Getting IDEA Services Takes Time

Josh K
Several parents have asked us recently how long it will take to get their child special education services from their public school district. The law is clear as to the timelines that apply to this process; however, when these timelines are not followed, it can be frustrating for families whose child is about to begin a new school year or is struggling during an ongoing year.

The IDEA (Individuals with Disabilities Education Act), which sets the federal standards for special education services, links the time frame for providing services to the evaluation of the student and provides a deadline for students who are undergoing an initial evaluation. It states that the evaluation process must be undertaken "within 60 days after receiving parental consent for the evaluation," but allows states to determine their own time limits.

New York law requires that the evaluation of a student be conducted and (if the student is found to be eligible for special education services) that "appropriate special education programs and services ... be provided to the student with a disability within 60 school days of the receipt of consent to evaluate." The same time frame applies to re-evaluation. And what are school days? The New York regulations define them as "any day, including a partial day, that students are in attendance at school for instructional purposes... except that, during the months of July and August, school day means every day except Saturday, Sunday and legal holidays."

New Jersey allows for 90 days between the initial referral for special education and the implementation of services, which is illustrated in this linked chart. Connecticut moves more quickly, requiring that services be implemented within 45 days after receiving a referral form.

Even families who have obtained Independent Educational Evaluations (IEEs) such as those conducted by practices like The Yellin Center need to consent to the evaluation process to get the ball rolling for their child. The school district must consider the IEE but will almost always want to assess the student themselves in specific areas. We generally advise families not to waste time arguing with their school about this. Let them conduct their own assessment if they wish to, but make sure they are aware of the IEE, since some test instruments can only be given at certain intervals or will be invalid. There are numerous test instruments available, so another one can be selected.

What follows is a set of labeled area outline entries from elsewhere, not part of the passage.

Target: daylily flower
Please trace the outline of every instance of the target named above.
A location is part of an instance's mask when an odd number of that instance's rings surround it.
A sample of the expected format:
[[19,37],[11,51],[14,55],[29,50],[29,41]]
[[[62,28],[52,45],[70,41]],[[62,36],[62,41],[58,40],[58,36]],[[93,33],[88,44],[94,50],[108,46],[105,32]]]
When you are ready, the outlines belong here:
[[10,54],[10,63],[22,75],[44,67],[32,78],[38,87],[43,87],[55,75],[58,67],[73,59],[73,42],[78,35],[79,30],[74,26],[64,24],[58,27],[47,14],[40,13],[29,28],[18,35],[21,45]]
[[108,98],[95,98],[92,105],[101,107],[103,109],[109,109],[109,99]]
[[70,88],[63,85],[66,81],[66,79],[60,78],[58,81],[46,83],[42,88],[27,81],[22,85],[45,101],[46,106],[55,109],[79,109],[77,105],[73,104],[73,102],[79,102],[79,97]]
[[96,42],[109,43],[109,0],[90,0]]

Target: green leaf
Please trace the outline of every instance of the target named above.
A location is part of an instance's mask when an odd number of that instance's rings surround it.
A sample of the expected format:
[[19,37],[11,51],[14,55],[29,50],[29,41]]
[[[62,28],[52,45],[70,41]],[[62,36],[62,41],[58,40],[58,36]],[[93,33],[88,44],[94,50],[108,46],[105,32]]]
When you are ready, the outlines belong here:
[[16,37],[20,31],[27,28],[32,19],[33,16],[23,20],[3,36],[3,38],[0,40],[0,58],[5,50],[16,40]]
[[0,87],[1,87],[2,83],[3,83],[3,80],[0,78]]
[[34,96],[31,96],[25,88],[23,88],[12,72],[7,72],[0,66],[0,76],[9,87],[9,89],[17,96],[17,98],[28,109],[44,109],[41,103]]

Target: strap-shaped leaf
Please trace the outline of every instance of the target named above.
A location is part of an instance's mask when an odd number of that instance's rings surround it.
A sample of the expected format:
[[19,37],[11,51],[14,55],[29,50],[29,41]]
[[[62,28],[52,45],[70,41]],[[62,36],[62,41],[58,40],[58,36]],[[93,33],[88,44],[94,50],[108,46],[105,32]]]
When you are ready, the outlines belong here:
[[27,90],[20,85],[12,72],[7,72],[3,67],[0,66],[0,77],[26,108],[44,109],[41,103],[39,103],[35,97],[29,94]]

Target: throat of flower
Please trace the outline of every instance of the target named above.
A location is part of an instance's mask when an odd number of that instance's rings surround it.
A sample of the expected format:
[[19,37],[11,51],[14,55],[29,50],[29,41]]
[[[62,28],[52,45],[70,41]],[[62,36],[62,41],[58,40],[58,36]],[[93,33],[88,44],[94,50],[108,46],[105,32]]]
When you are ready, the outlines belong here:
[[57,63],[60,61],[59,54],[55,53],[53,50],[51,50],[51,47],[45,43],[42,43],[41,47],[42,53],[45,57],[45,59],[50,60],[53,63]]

We know from experience that the deadlines that states set for evaluation and implementation of services aren't always followed. Especially here in New York City, there can be significant backlogs in school district evaluations and getting anything done in the summer is quite difficult in some districts. However, legal recourse also takes time and parents often have no practical solution but to be persistent in making sure that the process of getting services is moving along according to legally mandated timetables.We wish we had an easy answer, but at this point can only urge parents to move ahead promptly when they are seeking special education services for their child, since the process can be a slow one.